When a workers’ compensation claim occurs, the insurance pays the employee from the company’s policy. The company may be insured in a few different ways; the type — or origin/source — of the insurance depends on the jurisdiction you are in and the specific statutory conditions in that state. The insurance mandated by statute may be a fund managed by the government, a private insurance company or the employer may be self-insured (meaning, the company has no outside insurance and is held responsible for their own financial liabilities). Along these lines, in some states, self-insured companies may have an insurance contract that limits their financial liability to an employee up to a specific amount. This is to protect the company from detrimental losses, or total loss of the company’s finances. This type of contract may not be permitted by statute in some states, it depends on the statutory conditions for workers’ compensation insurance in the jurisdiction in which you are located.
Do Workers' Compensation Benefits Cover Only Injuries, or Also Long-term Problems and Illnesses?
All employees are entitled to workers’ compensation benefits if they are injured while working in the United States. The injury may be due to an accident that occurred while working or an illness that is related to the employee’s occupation/trade. Workers’ compensation benefits covers more than treatment for physical injuries that occur while working.
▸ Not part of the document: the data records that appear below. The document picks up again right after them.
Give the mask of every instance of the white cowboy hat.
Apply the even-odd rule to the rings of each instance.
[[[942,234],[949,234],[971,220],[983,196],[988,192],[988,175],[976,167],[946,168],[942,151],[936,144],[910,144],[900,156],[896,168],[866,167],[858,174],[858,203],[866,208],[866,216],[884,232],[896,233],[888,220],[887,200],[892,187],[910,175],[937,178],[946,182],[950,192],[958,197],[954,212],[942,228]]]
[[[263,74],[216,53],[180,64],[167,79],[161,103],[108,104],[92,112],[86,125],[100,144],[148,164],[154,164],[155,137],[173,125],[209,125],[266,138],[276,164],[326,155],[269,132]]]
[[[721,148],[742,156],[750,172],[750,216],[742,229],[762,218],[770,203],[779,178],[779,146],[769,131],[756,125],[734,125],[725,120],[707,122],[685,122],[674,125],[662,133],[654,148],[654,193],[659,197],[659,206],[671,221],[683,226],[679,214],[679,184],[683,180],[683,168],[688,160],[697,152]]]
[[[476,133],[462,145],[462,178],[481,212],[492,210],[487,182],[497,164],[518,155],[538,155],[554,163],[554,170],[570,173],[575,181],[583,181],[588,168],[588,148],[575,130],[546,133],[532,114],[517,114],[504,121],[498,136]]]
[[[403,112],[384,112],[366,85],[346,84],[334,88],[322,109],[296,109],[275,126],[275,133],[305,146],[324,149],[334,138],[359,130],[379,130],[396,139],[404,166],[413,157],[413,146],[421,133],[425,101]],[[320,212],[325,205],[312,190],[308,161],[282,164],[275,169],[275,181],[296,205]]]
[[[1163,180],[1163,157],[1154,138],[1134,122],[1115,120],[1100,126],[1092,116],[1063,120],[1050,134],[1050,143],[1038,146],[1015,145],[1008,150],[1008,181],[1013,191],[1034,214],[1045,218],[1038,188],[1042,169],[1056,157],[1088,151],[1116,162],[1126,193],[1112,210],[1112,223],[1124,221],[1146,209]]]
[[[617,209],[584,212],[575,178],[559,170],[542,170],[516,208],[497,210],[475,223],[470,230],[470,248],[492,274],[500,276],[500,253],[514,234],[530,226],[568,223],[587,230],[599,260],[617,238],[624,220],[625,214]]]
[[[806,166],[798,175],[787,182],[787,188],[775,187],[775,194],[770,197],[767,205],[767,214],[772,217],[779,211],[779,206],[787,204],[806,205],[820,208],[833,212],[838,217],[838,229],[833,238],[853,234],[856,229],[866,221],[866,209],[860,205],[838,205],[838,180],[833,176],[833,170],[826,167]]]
Other benefits included may be:
- Lost wages (up to ninety percent in most states), that may include permanent or temporary wage replacement or payment of lost earnings to survivors in the case of the employee’s death
- Healthcare, medical treatment, therapy services rehabilitation and any medical devices (such as prosthetics) that may be deemed medically necessary. This includes immediate treatment and future treatments.
- Disability benefits, for temporary or permanent disabilities
- Death benefits to the deceased employee’s survivors.
The amount of benefits, types of injuries that receive benefits and length of time that the benefits may be paid will be specified by state law. Generally, most statutes will provide benefits for medical treatments as long as the care received is for improvement, or rehabilitation. Once an injury is classified as permanent and static (progress is at a standstill), some jurisdictions will not extend benefits for employees. It is important to speak to an attorney familiar with the workers’ compensation statute in your area to discuss your situation and options.